Quand manger sain devient une obsession
Une autre illustration de l’agence Lingvistov m’a interpellée ces derniers jours, avec un texte qu’on pourrait grossièrement traduire par : « je peux donner l’impression d’être en pleine réflexion profonde, mais en fait, dans 99% du temps, je suis juste en train de penser à la nourriture que je vais manger plus tard ». L’occasion pour moi de vous parler de l’orthorexie, ce que beaucoup considèrent aujourd’hui comme un phénomène de société.
Même si elle ne fait pas officiellement partie des troubles du comportement alimentaire comme la boulimie ou l’anorexie par exemple (qui ont en commun de présenter une obsession en lien avec la quantité de nourriture), l’orthorexie peut se définir comme l’obsession de manger sain. Elle se focalise donc sur la qualité des aliments ingérés. Le terme vient du grec « ortho » qui signifie « correct » et « orexie » qui veut dire « appétit », et le docteur Steven Bratman fut le premier à en parler en 1997 pour définir ce nouveau comportement alimentaire « déviant » (plus d’informations dans cet article complet de Passeport Santé).
Obsédée par l’idée de bien manger, une personne orthorexique est plus qu’une simple angoissée de l’assiette, comportement que les scandales alimentaires et l’inquiétude ambiante ont favorisé. Pris en étau entre des discours anxiogènes et souvent contradictoires, beaucoup d’entre nous ont en effet tendance à mentaliser à l’excès leur alimentation. Mais la personne orthorexique va plus loin dans le sens où elle décide de se conformer à un régime alimentaire strict, composé d’aliments considérés comme bons pour la santé. L’orthorexie est basée sur des croyances personnelles (qui conduisent à classer les aliments comme étant sains ou pas) et sur un besoin de contrôle permanent sur son alimentation (que ce soit d’ailleurs pour des raisons liées à la santé ou encore à la maîtrise de son poids). A la clé bien entendu : une relation à la nourriture qui a singulièrement perdu de sa spontanéité et n’est plus du tout intuitive et détendue, bref des personnes qui mangent avec leur tête.
Conséquences sur la vie sociale
Les impacts du comportement orthorexique sur la vie quotidienne et sur la vie sociale de la personne sont nombreux, comme l’explique Karine Gravel, une nutritionniste québécoise, dans cet article notamment.

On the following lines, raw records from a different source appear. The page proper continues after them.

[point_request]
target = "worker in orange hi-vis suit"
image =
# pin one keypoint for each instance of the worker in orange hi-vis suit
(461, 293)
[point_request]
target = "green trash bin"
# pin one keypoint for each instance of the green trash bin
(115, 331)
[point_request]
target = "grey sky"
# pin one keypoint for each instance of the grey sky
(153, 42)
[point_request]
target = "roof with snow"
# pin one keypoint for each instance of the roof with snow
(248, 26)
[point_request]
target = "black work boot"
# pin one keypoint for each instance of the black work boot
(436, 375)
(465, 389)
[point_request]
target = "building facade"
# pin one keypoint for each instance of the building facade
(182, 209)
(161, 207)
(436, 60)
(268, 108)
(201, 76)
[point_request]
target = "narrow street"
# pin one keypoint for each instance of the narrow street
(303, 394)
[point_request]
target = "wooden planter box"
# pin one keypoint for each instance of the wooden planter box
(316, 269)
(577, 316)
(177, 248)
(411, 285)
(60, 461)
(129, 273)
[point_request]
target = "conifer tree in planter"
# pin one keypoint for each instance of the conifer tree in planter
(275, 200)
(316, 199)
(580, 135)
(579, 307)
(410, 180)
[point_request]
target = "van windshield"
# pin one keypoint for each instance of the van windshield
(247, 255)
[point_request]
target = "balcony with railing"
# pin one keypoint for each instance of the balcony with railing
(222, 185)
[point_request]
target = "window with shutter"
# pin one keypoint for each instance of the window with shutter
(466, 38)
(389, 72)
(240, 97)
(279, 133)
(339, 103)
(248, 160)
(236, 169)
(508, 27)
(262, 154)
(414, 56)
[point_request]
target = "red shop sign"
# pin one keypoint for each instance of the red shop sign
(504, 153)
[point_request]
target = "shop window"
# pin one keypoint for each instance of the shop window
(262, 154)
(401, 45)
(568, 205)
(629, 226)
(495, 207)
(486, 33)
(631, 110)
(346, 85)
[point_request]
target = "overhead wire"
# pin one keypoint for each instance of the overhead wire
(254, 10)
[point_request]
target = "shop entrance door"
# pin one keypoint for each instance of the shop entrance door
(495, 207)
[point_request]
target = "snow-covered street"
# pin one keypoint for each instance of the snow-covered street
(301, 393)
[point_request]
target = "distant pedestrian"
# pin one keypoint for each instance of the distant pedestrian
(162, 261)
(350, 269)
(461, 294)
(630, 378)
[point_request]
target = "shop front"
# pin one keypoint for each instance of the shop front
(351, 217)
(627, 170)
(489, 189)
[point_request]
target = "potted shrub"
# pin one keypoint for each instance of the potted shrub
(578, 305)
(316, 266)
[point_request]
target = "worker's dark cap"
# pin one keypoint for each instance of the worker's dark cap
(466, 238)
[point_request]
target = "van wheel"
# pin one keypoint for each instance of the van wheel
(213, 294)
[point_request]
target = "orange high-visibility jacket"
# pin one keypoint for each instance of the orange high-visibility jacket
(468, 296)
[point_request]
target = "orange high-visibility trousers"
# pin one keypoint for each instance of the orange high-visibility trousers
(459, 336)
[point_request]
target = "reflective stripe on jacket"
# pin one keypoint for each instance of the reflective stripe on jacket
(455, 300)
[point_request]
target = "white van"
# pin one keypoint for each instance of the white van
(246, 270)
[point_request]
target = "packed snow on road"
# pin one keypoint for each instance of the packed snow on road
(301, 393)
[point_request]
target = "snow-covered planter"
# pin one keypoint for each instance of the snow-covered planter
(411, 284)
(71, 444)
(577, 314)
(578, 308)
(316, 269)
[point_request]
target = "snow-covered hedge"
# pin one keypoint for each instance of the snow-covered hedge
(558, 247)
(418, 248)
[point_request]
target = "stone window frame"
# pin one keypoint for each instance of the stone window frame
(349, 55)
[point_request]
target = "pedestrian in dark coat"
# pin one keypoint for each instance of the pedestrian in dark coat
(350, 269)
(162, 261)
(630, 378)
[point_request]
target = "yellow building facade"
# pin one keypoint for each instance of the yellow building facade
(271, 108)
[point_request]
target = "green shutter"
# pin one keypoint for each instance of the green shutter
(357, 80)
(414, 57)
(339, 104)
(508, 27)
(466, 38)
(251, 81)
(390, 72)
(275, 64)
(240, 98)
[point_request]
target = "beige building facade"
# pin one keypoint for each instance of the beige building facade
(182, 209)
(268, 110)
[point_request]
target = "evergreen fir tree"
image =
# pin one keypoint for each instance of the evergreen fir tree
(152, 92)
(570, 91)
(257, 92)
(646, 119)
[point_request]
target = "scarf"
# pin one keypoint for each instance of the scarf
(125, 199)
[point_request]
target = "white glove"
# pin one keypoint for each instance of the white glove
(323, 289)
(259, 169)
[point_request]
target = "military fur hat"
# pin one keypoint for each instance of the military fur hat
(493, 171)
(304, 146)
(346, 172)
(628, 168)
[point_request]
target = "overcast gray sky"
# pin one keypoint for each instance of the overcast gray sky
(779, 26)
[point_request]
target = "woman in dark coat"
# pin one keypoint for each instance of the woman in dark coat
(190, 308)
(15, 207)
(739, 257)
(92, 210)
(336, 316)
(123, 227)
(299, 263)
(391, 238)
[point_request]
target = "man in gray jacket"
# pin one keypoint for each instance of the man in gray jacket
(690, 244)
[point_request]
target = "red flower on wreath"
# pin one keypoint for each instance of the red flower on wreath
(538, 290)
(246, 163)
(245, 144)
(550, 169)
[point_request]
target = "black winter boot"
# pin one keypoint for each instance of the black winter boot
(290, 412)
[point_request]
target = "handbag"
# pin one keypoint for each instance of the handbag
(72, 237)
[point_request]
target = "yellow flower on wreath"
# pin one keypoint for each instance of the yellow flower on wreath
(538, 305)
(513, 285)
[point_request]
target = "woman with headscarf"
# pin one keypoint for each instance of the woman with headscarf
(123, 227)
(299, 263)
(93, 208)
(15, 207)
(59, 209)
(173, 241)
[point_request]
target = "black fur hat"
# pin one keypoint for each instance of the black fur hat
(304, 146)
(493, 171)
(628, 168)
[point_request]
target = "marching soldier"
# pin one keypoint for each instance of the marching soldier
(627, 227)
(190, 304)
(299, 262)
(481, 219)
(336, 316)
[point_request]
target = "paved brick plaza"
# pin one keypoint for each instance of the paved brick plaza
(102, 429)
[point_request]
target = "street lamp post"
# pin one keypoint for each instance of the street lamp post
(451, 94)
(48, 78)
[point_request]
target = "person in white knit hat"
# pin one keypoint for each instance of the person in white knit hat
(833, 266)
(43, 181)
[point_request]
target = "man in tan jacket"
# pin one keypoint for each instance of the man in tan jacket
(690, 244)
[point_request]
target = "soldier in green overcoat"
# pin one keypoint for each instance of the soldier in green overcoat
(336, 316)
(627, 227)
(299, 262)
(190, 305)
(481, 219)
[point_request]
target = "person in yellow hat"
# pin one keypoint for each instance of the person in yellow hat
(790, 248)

Trois troubles principaux en résultent :
1/ L’obsession liée à la nourriture
La personne orthorexique passe un grand nombre d’heures dans la journée pour choisir son alimentation. Comme le personnage sur l’illustration, elle y pense très souvent et, généralement, avec angoisse. Sans même tenir un carnet alimentaire, elle est capable de se remémorer très précisément ce qu’elle a mangé, voire de fournir le calcul des calories qu’elle a ingérées. Derrière ce contrôle alimentaire, se cachent la recherche d’une santé parfaite et une certaine forme d’hygiénisme. Cette obsession pour la nourriture saine fait qu’une personne orthorexique privilégie la teneur des aliments à leur saveur. Les aliments sont vus de façon déstructurée (comme une somme de protéines, lipides, glucides) et classés de façon binaire selon qu’ils sont sains ou non, bons ou diaboliques. On peut imaginer qu’une personne orthorexique applaudit des deux mains les innovations FoodTech qui permettent de connaître précisément le contenu de nos aliments. Evidemment, quand la personne en vient à consommer des aliments jugés malsains, elle culpabilise ou se fustige, alors qu’elle se félicite en temps normal de sa capacité à contrôler son alimentation (bonjour la fluctuation dans la confiance en soi !). Manifestement, « vient aussi, avec ce problème, une sorte de mépris pour ceux qui n’éprouvent pas la même obsession » selon Karine Gravel. Persuadée d’être dans le vrai lorsqu’elle maîtrise son assiette, la personne orthorexique est parfois militante, essaie de convaincre les autres à adopter son hygiène de vie et en vient à juger durement ceux qui ne suivent pas les mêmes règles qu’elle.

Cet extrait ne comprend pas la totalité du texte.